Many American retailers, facing slumping sales, discount pressures, and market saturation at home, are turning to expansions in Latin America, Europe, and Asia to build up their business. Technology is making that more possible than ever, especially when it comes to swift and easy communications.
But there are many challenges that can take companies by surprise when they wander far from home. Here are seven things retailers should be aware of before taking the big leap.
1. Operate globally, act locally
Before opening stores or e-commerce to shoppers outside the U.S., retailers should do their homework. There are often customs and laws that a retailer must or should follow. Sometimes that means running company slogans or logos past marketing experts who know the local ways well.
When Ford Motor Co., for example, wanted an ad campaign for Europe that emphasized the sturdy build of its cars, it came up with “Every car has a high-quality body.” In Belgium though, it read “Every car has a high-quality corpse.”
The words, phrases, symbols, and designs that are carefully crafted for the good of a retailer’s brand are essential, and should be protected. In the United States, using an element of a brand proffers trademark protection (although anyone interested in protection will also register it with the U.S. Patent and Trademark Office). In many foreign countries, however, first-to-file beats first-to-use.

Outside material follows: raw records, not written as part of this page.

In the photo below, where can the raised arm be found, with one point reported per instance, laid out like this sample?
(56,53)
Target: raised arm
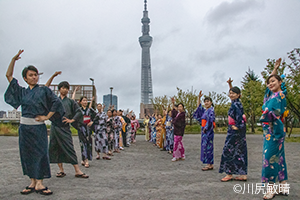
(51,78)
(74,93)
(276,66)
(173,102)
(230,83)
(93,98)
(10,70)
(199,98)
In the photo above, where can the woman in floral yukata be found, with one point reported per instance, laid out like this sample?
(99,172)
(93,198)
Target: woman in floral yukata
(101,142)
(274,110)
(85,132)
(234,158)
(110,131)
(206,116)
(169,133)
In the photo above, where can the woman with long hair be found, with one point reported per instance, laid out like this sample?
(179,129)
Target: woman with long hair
(234,158)
(178,116)
(274,111)
(206,116)
(85,132)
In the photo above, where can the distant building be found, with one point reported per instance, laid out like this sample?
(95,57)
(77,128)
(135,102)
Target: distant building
(84,90)
(107,101)
(2,114)
(14,114)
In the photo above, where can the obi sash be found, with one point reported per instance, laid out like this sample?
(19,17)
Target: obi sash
(204,121)
(86,119)
(30,121)
(232,122)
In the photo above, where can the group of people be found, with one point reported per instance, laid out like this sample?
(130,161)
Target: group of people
(113,131)
(166,131)
(234,159)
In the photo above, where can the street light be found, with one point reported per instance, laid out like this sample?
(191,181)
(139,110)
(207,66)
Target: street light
(111,88)
(92,81)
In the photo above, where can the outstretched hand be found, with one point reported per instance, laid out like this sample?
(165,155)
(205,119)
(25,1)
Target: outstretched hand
(17,57)
(229,81)
(57,73)
(277,63)
(200,94)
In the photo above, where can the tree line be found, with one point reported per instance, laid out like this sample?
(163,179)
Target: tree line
(253,89)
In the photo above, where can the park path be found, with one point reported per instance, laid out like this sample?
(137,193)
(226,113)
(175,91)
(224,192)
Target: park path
(142,171)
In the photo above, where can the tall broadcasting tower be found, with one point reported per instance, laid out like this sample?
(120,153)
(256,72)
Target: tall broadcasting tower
(145,42)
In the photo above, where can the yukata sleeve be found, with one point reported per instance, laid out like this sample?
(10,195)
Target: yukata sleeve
(239,122)
(54,105)
(210,119)
(78,114)
(275,110)
(13,94)
(198,113)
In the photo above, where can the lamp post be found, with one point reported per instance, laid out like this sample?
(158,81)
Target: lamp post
(111,88)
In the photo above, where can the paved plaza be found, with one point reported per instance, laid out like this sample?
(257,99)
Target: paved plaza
(142,171)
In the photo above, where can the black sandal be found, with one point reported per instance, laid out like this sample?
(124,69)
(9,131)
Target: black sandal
(43,191)
(81,176)
(30,190)
(61,174)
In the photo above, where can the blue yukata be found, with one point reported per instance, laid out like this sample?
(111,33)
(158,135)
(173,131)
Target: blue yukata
(169,134)
(33,139)
(274,166)
(206,117)
(153,130)
(85,134)
(234,158)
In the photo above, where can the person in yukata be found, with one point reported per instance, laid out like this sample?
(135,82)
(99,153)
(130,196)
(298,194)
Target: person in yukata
(85,131)
(110,131)
(178,120)
(122,129)
(61,148)
(206,117)
(100,127)
(146,124)
(153,129)
(274,168)
(38,104)
(117,128)
(134,127)
(234,158)
(128,130)
(169,133)
(159,127)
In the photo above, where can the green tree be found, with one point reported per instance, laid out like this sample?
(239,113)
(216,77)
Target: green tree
(189,99)
(252,97)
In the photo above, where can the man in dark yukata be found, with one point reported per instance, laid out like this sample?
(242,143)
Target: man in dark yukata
(38,104)
(61,148)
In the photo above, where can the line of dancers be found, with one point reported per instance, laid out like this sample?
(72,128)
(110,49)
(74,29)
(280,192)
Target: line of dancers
(112,130)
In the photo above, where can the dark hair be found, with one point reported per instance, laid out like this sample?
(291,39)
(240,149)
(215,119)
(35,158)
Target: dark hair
(180,104)
(64,84)
(29,68)
(82,98)
(275,76)
(208,99)
(235,89)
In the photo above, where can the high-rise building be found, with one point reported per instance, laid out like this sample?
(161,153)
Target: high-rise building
(110,100)
(146,79)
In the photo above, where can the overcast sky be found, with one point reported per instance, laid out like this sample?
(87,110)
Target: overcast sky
(195,43)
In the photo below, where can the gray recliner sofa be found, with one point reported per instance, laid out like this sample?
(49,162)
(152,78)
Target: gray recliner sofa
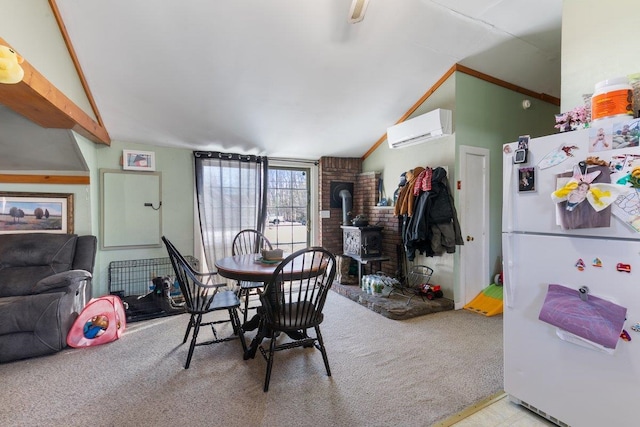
(45,282)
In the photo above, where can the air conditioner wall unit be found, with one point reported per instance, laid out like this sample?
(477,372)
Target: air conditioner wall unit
(426,127)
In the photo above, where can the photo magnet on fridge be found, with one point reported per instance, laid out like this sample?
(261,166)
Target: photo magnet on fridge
(520,156)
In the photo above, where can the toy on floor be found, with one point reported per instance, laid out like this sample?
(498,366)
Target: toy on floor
(489,301)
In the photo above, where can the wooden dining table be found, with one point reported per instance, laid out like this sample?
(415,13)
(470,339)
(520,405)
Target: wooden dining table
(247,267)
(250,267)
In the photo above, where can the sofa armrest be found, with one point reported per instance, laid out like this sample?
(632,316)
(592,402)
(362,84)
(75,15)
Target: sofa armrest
(72,279)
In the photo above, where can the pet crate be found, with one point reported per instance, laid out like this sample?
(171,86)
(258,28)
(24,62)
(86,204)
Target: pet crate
(133,282)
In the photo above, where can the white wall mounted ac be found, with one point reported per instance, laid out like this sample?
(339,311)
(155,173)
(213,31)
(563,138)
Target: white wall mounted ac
(423,128)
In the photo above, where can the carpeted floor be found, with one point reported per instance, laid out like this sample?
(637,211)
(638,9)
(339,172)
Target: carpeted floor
(397,306)
(414,372)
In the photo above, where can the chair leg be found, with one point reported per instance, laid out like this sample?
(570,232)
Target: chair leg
(247,294)
(237,328)
(323,351)
(196,329)
(189,326)
(272,346)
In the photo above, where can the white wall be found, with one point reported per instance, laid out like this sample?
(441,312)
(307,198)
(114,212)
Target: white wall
(599,41)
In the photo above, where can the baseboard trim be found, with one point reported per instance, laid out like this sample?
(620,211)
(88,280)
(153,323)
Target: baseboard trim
(467,412)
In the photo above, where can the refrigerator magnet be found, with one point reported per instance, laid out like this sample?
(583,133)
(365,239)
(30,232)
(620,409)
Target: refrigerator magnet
(526,179)
(520,156)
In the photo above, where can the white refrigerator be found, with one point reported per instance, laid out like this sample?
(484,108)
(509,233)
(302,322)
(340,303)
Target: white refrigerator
(563,376)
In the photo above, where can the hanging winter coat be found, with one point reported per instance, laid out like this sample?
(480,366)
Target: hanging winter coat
(434,228)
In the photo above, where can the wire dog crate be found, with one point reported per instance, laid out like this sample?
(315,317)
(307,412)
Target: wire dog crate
(133,282)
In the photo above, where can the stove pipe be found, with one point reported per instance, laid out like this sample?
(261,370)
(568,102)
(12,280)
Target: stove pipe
(346,206)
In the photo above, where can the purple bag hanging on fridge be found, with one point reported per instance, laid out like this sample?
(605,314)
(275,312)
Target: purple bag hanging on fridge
(592,319)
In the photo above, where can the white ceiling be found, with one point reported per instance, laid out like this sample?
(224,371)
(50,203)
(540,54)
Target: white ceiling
(292,78)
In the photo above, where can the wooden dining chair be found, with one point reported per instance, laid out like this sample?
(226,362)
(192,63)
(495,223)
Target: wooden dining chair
(249,241)
(202,296)
(293,301)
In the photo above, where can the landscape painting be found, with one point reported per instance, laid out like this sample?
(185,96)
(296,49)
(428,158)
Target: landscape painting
(36,212)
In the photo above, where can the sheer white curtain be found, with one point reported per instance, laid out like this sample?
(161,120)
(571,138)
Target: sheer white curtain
(231,194)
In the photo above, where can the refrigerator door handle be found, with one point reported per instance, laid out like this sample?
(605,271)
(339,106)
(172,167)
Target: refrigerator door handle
(508,271)
(507,195)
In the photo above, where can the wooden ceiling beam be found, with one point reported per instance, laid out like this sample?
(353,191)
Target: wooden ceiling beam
(41,102)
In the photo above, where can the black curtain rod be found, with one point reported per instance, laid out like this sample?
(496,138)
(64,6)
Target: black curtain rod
(281,159)
(228,156)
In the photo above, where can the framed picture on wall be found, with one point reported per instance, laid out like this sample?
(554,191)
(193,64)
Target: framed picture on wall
(36,212)
(138,160)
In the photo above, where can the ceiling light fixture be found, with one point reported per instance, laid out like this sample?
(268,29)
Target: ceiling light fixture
(357,10)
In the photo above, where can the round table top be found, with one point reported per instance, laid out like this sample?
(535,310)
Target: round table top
(245,267)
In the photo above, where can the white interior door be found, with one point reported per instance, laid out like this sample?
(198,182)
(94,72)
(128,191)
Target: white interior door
(474,222)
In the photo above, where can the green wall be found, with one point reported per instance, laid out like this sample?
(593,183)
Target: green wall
(176,167)
(484,115)
(489,116)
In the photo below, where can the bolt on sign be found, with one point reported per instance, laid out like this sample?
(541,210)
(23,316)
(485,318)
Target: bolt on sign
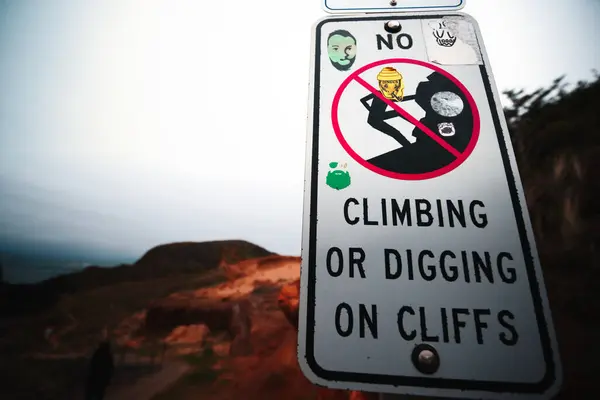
(420,273)
(372,6)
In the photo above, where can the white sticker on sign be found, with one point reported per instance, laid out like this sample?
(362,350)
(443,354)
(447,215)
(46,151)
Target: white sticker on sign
(451,41)
(419,272)
(362,6)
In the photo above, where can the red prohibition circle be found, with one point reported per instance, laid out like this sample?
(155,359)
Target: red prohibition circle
(396,175)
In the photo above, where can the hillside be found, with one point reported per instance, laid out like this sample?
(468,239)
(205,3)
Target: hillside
(163,261)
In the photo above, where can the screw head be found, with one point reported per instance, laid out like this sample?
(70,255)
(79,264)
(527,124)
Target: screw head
(393,26)
(425,359)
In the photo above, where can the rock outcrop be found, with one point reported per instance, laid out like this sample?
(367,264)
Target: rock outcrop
(167,314)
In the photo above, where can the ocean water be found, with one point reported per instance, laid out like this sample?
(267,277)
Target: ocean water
(18,268)
(28,273)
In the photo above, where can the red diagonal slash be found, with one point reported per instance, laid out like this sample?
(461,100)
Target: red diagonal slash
(409,117)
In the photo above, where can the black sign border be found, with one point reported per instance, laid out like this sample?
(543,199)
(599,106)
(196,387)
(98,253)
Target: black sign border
(550,375)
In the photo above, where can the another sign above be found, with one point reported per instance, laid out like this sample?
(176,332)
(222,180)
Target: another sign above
(420,274)
(374,6)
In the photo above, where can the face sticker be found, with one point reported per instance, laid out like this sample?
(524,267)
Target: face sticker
(338,178)
(341,49)
(391,84)
(443,36)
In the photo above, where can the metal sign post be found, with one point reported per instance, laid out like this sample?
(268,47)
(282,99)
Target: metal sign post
(419,274)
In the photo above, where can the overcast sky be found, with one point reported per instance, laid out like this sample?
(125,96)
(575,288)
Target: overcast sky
(126,124)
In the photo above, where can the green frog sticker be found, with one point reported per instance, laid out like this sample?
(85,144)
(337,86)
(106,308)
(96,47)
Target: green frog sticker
(338,178)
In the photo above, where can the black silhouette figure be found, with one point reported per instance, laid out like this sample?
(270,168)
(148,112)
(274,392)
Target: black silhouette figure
(378,115)
(100,372)
(426,155)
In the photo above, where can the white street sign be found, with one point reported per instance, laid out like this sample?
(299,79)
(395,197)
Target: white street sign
(379,6)
(420,273)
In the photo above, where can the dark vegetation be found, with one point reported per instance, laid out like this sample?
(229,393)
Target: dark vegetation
(161,262)
(556,136)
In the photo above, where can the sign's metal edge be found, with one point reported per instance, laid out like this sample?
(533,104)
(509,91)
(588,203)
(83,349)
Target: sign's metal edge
(311,171)
(390,10)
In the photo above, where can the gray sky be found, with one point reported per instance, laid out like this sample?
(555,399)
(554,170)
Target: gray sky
(125,124)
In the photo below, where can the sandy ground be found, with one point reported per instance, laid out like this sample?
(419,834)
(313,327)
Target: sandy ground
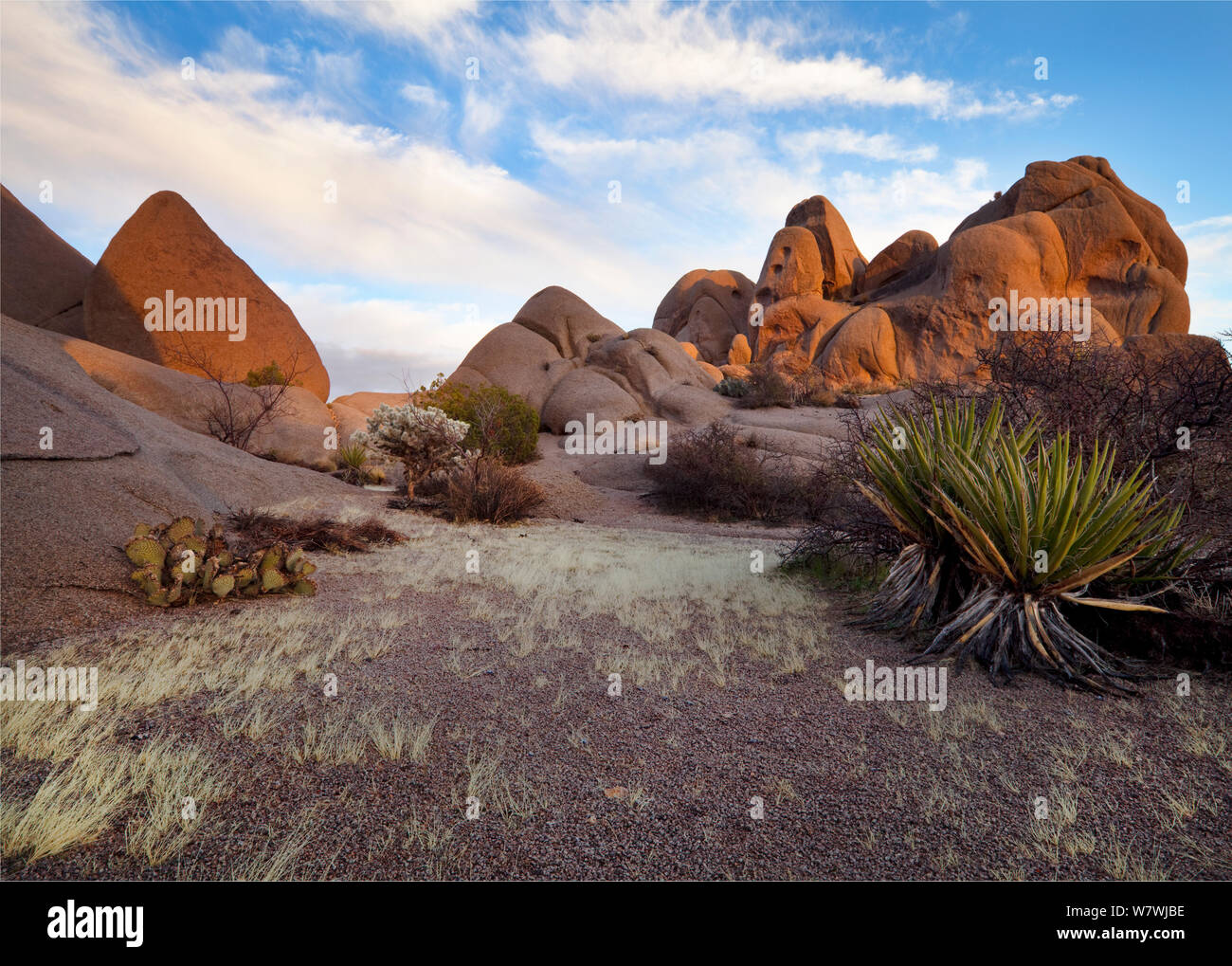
(476,733)
(499,684)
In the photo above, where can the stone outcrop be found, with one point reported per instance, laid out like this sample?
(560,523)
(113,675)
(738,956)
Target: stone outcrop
(165,246)
(567,360)
(1067,239)
(42,276)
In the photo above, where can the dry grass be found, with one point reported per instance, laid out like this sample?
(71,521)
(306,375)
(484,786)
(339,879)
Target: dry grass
(685,604)
(678,613)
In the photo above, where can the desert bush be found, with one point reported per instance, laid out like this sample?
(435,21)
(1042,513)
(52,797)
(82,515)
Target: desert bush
(711,471)
(316,533)
(904,456)
(809,389)
(353,467)
(269,374)
(426,440)
(485,488)
(1023,527)
(768,387)
(1146,407)
(235,411)
(501,424)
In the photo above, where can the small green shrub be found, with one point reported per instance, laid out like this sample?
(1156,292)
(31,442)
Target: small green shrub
(269,374)
(768,387)
(501,424)
(711,472)
(1025,527)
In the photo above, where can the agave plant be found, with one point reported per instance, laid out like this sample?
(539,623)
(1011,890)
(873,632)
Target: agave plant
(1038,531)
(904,461)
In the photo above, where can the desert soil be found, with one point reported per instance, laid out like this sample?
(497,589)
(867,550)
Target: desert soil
(489,693)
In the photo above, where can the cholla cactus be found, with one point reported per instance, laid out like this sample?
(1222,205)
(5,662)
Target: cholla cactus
(426,440)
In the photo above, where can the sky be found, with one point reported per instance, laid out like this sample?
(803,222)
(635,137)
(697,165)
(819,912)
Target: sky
(407,175)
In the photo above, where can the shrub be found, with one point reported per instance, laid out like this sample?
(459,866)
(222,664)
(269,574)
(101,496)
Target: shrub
(484,488)
(768,387)
(269,374)
(809,389)
(353,465)
(1022,529)
(1038,531)
(713,472)
(903,457)
(426,440)
(501,424)
(258,527)
(732,387)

This recently happened to, of all companies, Apple. The company cannot use the name “iWatch” for its much anticipated wearable because an Irish software company previously trademarked the name before the device’s big reveal. So it behooves companies even considering a presence or product in a country to register trademarks well before their global launch.
In some areas of the world, bribing officials is an accepted practice to obtain building permits and licensing and close business deals. It’s not exactly copasetic from the perspective of the U.S. government, however, as Wal-Mart Stores Inc. and its Mexican division, Walmart de México, has found. The retailer’s bribery scandal is ongoing and includes investigative press reports, government inquiries on both sides of the border, and criminal court proceedings that have cost the retailer dearly.
There are grey areas, however. In some countries, “gifts” are expected during business negotiations. The U.S. Department of Justice has a guide — including case studies — on how to comply with the Foreign Corrupt Practices Act of 1977, which outlaws the kind of activity that has Wal-Mart Stores in so much hot water, while still keeping up with business gift customs.
4. Data protection policy
There’s an argument to be made that retailers in the U.S. must move more swiftly and forcefully to get ahead of the data hacks that have put their systems and their customers’ information at risk.
In any case, there are much tighter rules and higher expectations of data security in some countries, particularly in Europe, where data protection is an extension of privacy rules related to human identity and civil liberties. Rules and regulations vary in each country, too.
Getting the language right is not just about branding and messaging. As e-commerce grows, a retailer may have a presence in some countries where it has no brick-and-mortar stores, and will have to adjust their website to local languages.
While many global consumers expect to find English as the only language on retail sites, it turns out that retailers that localize their sites by providing information and logistics like shipping in local languages increase their conversion rates significantly.
While it seems intuitive, this can be tricky because a retailer has to try to maintain its own tone while balancing that with what can get lost in translation.
6. Logistical realities
Currency fluctuations, webs of import-export regulations and taxes, and other legally logistical nightmares can take a greater toll than a retailer might anticipate. That goes for e-commerce, too.
7. It goes both ways
The state of global retail efforts is especially intriguing because, just as American retailers look overseas to capture new growth, foreign retailers are looking to the U.S.
“This is a country of shopaholics,” Faith Hope Consolo, chairman of the retail group at Douglas Elliman, which has consulted Australian, New Zealand, and Canadian retailers about coming into the U.S., told the New York Times. “It’s a fickle market here — the consumer always wants something new.”